9. A plug-in connector according to claim 1, characterized in that the electric contacts (30) inserted in the accepting grooves (23) are to be aligned at their connection ends (32.1) via a positioning aid, with the positioning aid (50) comprising circular arranged openings (53.1, 53.2), distributed over two levels (51, 52), through which the connection ends (32.1) of the contacts (30) are guided for a precise positioning with respectively correlating contact bore holes on a circuit board (65).

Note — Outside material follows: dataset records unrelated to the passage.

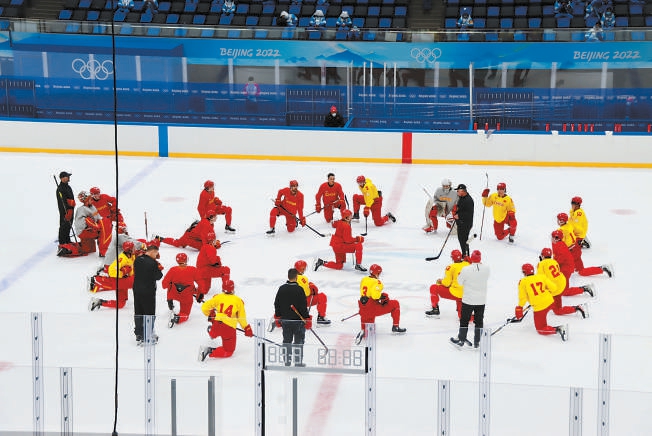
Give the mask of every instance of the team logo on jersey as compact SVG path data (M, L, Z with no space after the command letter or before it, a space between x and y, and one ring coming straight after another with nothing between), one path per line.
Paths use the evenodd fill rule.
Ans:
M420 64L433 63L441 57L441 50L438 48L430 49L428 47L415 47L410 50L410 57L414 58Z
M113 61L77 58L72 61L72 70L85 80L106 80L113 74Z

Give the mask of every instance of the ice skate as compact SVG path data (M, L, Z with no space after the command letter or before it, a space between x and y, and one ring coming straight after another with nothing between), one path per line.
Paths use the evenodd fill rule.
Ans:
M364 330L360 330L357 335L355 335L355 344L360 345L362 340L364 339Z
M200 362L203 362L214 350L215 348L211 348L211 347L200 347L198 360Z
M595 285L590 283L588 285L580 286L585 294L589 294L591 298L595 297Z
M437 229L434 228L433 226L425 226L425 227L422 227L422 229L428 235L434 235L435 233L437 233Z
M557 330L557 333L561 336L562 341L566 342L568 340L568 324L558 325L555 327L555 330Z
M142 336L136 336L136 345L139 346L139 347L142 347L143 343L144 343L143 337Z
M324 262L322 259L317 258L317 260L315 261L315 264L312 266L312 269L314 271L317 271L319 269L319 267L322 266L325 263L326 262Z
M392 326L392 333L401 334L401 333L405 333L406 331L407 329L404 329L403 327L399 327L397 325Z
M100 307L102 307L102 300L99 298L91 298L91 301L88 303L88 310L93 312Z
M364 266L360 265L359 263L356 263L354 268L355 268L356 271L367 272L367 268L365 268Z
M351 221L354 223L359 223L360 222L360 212L354 212L353 213L353 218L351 218Z
M439 318L439 304L433 307L432 309L427 310L426 316L428 318Z
M271 333L274 331L275 328L276 328L276 320L274 319L274 317L271 317L269 319L269 324L267 325L267 332Z
M395 217L391 212L387 212L387 214L386 214L385 216L386 216L387 218L389 218L389 220L390 220L391 222L393 222L393 223L396 222L396 217Z
M267 236L274 236L276 234L276 230L274 230L274 227L269 229L268 231L265 232Z
M93 288L95 288L95 276L88 277L86 283L88 285L88 290L93 292Z
M589 305L586 303L578 304L575 306L575 312L579 312L582 315L582 319L589 317Z
M602 268L602 271L604 271L609 278L612 278L614 275L614 267L611 265L600 265L600 268Z
M509 239L510 244L514 243L514 237L512 235L509 235L508 239Z
M224 231L226 233L235 233L235 229L228 224L224 226Z
M319 325L330 325L331 320L326 318L325 316L319 315L319 316L317 316L317 324L319 324Z
M175 315L172 312L172 316L170 316L170 320L168 321L168 328L171 329L175 324L179 324L179 315Z
M580 243L580 245L582 246L582 248L587 249L587 250L589 248L591 248L591 242L587 238L582 239L582 242Z
M455 348L456 350L472 350L473 349L473 344L471 344L471 341L469 340L460 340L459 338L451 338L450 339L450 344Z

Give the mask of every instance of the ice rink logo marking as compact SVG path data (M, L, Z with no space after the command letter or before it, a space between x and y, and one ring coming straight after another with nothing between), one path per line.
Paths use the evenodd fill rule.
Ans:
M72 61L72 70L85 80L106 80L113 74L113 62L108 59L100 62L95 59L85 61L77 58Z

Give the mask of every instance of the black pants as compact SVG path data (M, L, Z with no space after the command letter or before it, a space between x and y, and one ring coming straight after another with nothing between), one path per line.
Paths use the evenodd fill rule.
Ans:
M294 363L303 362L303 343L306 340L306 325L303 321L298 320L281 320L283 327L283 348L285 349L287 365L292 363L294 356ZM294 345L292 345L294 344Z
M138 293L134 292L134 334L136 339L144 338L144 315L156 315L156 293L153 292L151 295L148 293ZM154 317L154 320L156 317ZM148 332L149 337L152 338L154 335L154 322L152 322L152 327Z
M59 244L70 244L70 221L59 214Z
M480 343L480 335L482 327L484 326L484 304L477 306L472 306L470 304L462 303L462 316L460 317L460 332L457 335L457 338L461 341L466 340L466 335L469 330L469 320L471 319L471 314L473 314L473 324L475 324L475 336L473 338L473 344L478 345Z
M457 226L457 240L460 241L460 251L462 256L470 256L469 244L469 233L471 233L471 227L467 226Z

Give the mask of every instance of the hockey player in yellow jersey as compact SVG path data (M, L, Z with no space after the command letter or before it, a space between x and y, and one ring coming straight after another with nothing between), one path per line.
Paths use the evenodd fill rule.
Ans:
M552 303L552 311L555 315L568 315L571 313L579 312L582 318L587 317L587 307L584 305L578 306L564 306L561 301L561 296L565 295L566 277L561 272L561 268L555 259L552 258L552 250L544 248L541 250L540 262L537 265L537 274L545 276L548 280L554 283L554 289L550 289L550 293L554 299ZM583 290L580 289L579 293Z
M489 188L482 191L482 204L484 207L493 207L494 233L499 241L509 237L509 242L514 242L516 234L516 207L514 200L507 195L507 185L499 183L496 186L498 192L489 195ZM505 224L507 228L505 229Z
M310 310L311 306L317 306L317 324L330 325L330 319L326 318L328 297L323 292L319 292L317 285L308 280L308 277L304 275L307 266L308 264L305 260L297 260L294 263L294 268L299 273L297 275L297 283L306 294L306 305L308 306L308 310Z
M469 262L462 258L460 250L451 251L453 263L444 270L444 278L437 279L437 282L430 286L430 304L432 309L426 312L427 316L439 316L439 299L453 300L457 304L457 317L462 314L462 294L464 287L457 281L457 276Z
M571 198L571 210L569 220L573 224L573 232L577 239L577 244L582 248L591 248L591 243L586 238L586 232L589 230L589 220L582 209L582 197Z

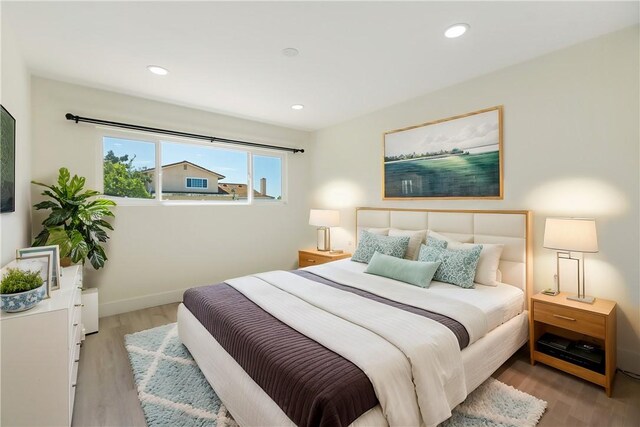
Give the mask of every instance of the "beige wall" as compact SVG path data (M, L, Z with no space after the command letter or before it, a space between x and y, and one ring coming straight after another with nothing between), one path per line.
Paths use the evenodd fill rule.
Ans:
M530 209L541 290L555 272L545 218L595 217L587 292L618 302L620 366L640 371L638 49L634 27L318 132L312 205L341 210L334 247L353 250L356 206ZM504 105L504 200L381 200L383 132L495 105Z
M16 210L0 214L0 265L31 239L31 81L16 40L2 25L0 103L16 119Z
M33 78L33 179L51 182L66 166L98 185L102 129L86 117L308 148L310 134L83 86ZM296 266L307 224L311 156L290 154L289 202L253 206L118 206L106 267L85 268L100 291L100 315L179 301L184 289ZM34 188L34 200L39 199ZM40 230L34 217L33 232Z

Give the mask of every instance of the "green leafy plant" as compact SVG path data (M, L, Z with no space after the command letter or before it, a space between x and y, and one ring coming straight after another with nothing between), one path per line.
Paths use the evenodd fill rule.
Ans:
M128 154L118 157L109 150L104 156L103 164L104 194L138 199L153 198L146 188L151 177L133 166L135 158L136 156L129 158Z
M51 209L51 213L42 222L44 228L36 236L33 246L59 245L61 257L83 263L88 259L97 270L107 261L102 243L109 239L106 229L113 230L113 227L105 217L114 216L111 207L116 203L96 199L100 193L84 190L85 182L84 177L71 177L67 168L60 168L58 185L32 181L48 188L42 195L51 199L34 205L36 209Z
M39 288L44 282L38 271L24 271L8 268L0 282L0 293L3 295L17 294Z

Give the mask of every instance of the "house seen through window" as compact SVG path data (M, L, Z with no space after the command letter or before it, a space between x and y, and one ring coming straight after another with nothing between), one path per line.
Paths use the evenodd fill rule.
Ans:
M280 155L254 154L250 150L105 137L104 194L135 199L241 202L247 201L252 191L253 200L281 200L282 162ZM159 177L161 182L156 182Z

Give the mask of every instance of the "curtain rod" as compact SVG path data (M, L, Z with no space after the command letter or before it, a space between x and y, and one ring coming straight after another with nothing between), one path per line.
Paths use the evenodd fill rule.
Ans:
M139 130L143 132L160 133L163 135L172 135L172 136L181 136L181 137L191 138L191 139L200 139L200 140L209 141L209 142L222 142L225 144L244 145L247 147L256 147L256 148L266 148L268 150L280 150L280 151L290 151L292 153L304 153L303 148L290 148L290 147L280 147L278 145L258 144L257 142L238 141L235 139L218 138L217 136L199 135L197 133L180 132L177 130L152 128L148 126L132 125L130 123L121 123L121 122L112 122L109 120L92 119L89 117L76 116L71 113L65 114L65 117L67 118L67 120L73 120L76 123L78 122L93 123L96 125L110 126L115 128L132 129L132 130Z

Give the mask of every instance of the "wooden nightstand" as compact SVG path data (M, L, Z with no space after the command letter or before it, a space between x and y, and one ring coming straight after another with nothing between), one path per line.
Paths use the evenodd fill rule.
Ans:
M347 252L332 254L329 252L321 252L316 249L303 249L298 251L298 266L300 268L309 267L345 258L351 258L351 254Z
M556 296L537 294L531 297L529 317L531 364L542 362L606 389L611 397L611 386L616 373L616 303L597 298L593 304L567 299L569 294ZM597 344L604 350L604 373L543 353L538 339L545 333L563 338Z

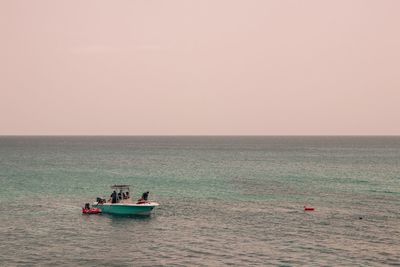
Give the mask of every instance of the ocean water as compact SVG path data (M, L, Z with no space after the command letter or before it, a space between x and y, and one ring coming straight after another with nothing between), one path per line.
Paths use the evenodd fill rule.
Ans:
M1 266L400 265L400 137L0 137L0 202Z

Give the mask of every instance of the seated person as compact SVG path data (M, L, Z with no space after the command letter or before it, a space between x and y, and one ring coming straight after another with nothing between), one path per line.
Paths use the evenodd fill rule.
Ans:
M138 202L146 202L148 198L149 198L149 191L144 192L142 194L142 197L138 200Z
M96 201L97 201L97 203L99 203L99 204L103 204L103 203L106 202L106 200L105 200L104 198L101 198L101 197L96 198Z

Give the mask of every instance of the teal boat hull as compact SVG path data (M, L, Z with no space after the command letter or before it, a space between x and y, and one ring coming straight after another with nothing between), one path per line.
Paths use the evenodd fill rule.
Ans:
M102 213L113 215L150 215L151 211L158 206L153 205L132 205L132 204L94 204Z

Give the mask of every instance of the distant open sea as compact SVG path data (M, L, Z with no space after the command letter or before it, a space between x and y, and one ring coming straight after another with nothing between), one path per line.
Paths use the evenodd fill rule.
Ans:
M0 203L1 266L400 266L400 137L0 137Z

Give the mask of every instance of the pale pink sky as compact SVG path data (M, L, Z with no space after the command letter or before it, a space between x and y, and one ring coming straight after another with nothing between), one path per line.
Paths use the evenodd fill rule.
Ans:
M400 1L0 0L0 134L400 134Z

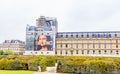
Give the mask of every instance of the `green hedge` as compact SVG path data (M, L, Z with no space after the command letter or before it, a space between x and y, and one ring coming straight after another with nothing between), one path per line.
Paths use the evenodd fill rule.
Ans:
M54 65L54 56L0 56L0 70L38 70L41 66L45 71L47 66Z
M120 58L82 56L1 55L0 70L38 70L58 63L57 72L73 74L119 74Z
M119 74L120 58L60 57L58 58L57 72L74 74Z

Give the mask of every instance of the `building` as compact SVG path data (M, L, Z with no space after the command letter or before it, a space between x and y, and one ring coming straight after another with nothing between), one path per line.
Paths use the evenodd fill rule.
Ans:
M0 50L11 50L14 54L23 54L25 51L25 42L20 40L5 40L0 44Z
M64 56L119 56L120 32L58 32L56 54Z
M27 25L24 55L120 55L120 31L58 32L57 28L56 18L44 16L36 20L36 26Z
M36 19L36 26L26 27L26 51L24 55L55 55L57 20L52 17Z

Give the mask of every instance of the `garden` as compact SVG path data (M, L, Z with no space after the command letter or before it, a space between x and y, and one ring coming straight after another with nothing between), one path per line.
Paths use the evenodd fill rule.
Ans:
M119 74L119 57L88 57L88 56L25 56L25 55L0 55L0 74L18 72L31 74L38 71L46 71L46 67L55 66L58 73L73 74ZM6 71L2 73L3 71ZM14 74L11 73L10 74ZM30 73L27 73L30 72Z

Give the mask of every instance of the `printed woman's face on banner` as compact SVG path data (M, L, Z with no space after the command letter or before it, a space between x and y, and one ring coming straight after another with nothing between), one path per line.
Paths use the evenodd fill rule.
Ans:
M45 35L39 36L38 45L41 45L41 46L47 45L47 36Z
M52 50L51 42L52 41L50 36L45 36L45 35L38 36L37 50L51 51Z

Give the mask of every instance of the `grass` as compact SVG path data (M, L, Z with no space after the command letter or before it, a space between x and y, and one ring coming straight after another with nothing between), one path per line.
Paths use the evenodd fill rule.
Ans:
M0 74L34 74L34 72L25 70L0 70Z

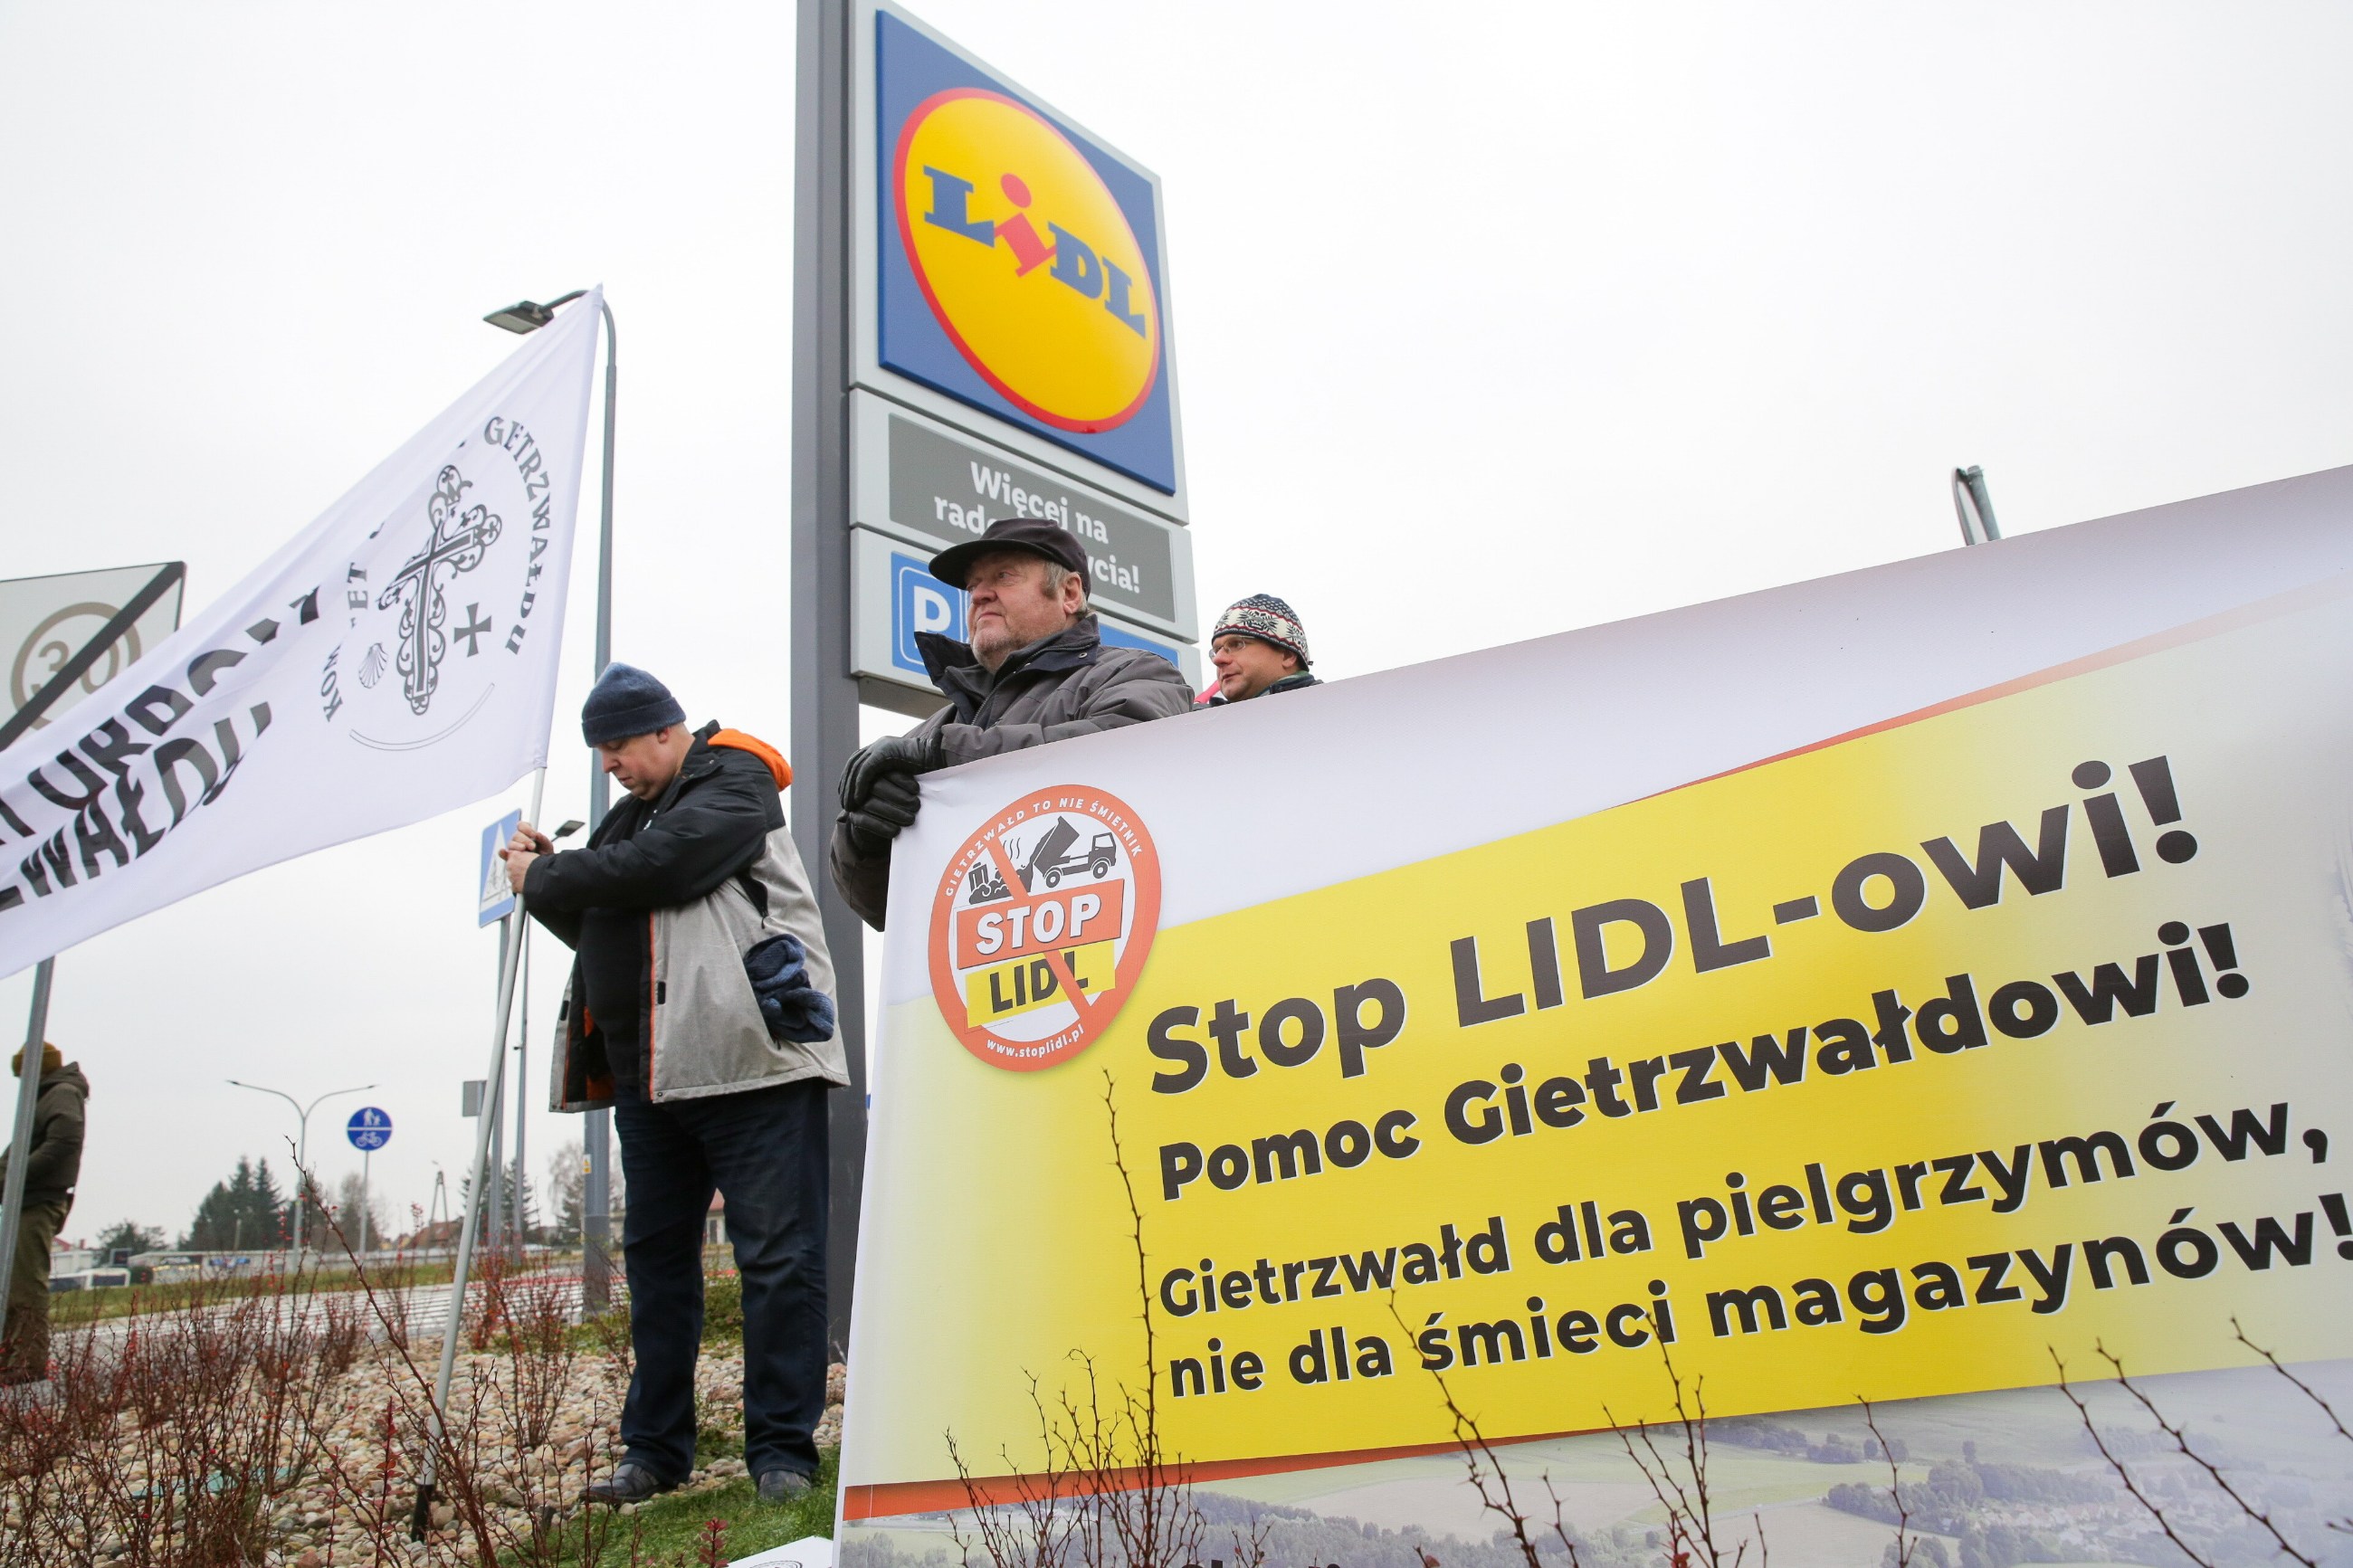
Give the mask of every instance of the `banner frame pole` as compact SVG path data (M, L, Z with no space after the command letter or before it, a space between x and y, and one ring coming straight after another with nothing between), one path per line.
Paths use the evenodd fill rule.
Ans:
M8 1181L0 1189L0 1343L7 1338L8 1289L16 1279L16 1237L25 1219L25 1167L32 1163L33 1119L41 1102L41 1047L49 1032L49 988L58 961L45 958L33 968L33 1008L25 1024L24 1066L18 1073L16 1134L8 1143ZM49 1369L43 1367L47 1377Z
M541 764L532 774L531 815L526 819L534 825L539 821L542 796L547 789L547 768ZM520 929L525 918L522 895L515 895L514 912L506 917L512 922L510 931ZM474 1176L466 1194L465 1222L458 1227L457 1266L449 1274L449 1316L441 1329L441 1364L433 1376L433 1403L426 1411L425 1462L417 1483L417 1506L408 1519L408 1538L425 1539L425 1527L433 1512L433 1488L438 1477L438 1460L447 1428L442 1412L449 1405L449 1382L458 1368L458 1333L466 1316L466 1275L474 1261L474 1227L482 1215L484 1177L482 1167L490 1159L491 1130L498 1123L498 1093L500 1069L506 1064L507 1020L514 1011L515 970L522 956L522 943L510 941L499 965L499 1014L491 1029L490 1083L483 1094L490 1103L482 1107L483 1114L474 1122Z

10. A plug-in connector according to claim 1, characterized in that the electric contacts (30) show a plug-in side (31) and a connection end (32.1) angled by approximately 90° from the axis, and that differently formed sections (32.2, 32.3, 32.4) are provided for the correct insert into the accepting grooves (23) of the contact carrier (20).

11. A plug-in connector according to claim 1, characterized in that the horizontal wall (12) of the screen cross (10) shows a wall (13) formed perpendicular in reference thereto, angled by 90° laterally in reference to the longitudinal direction of the screen cross (10).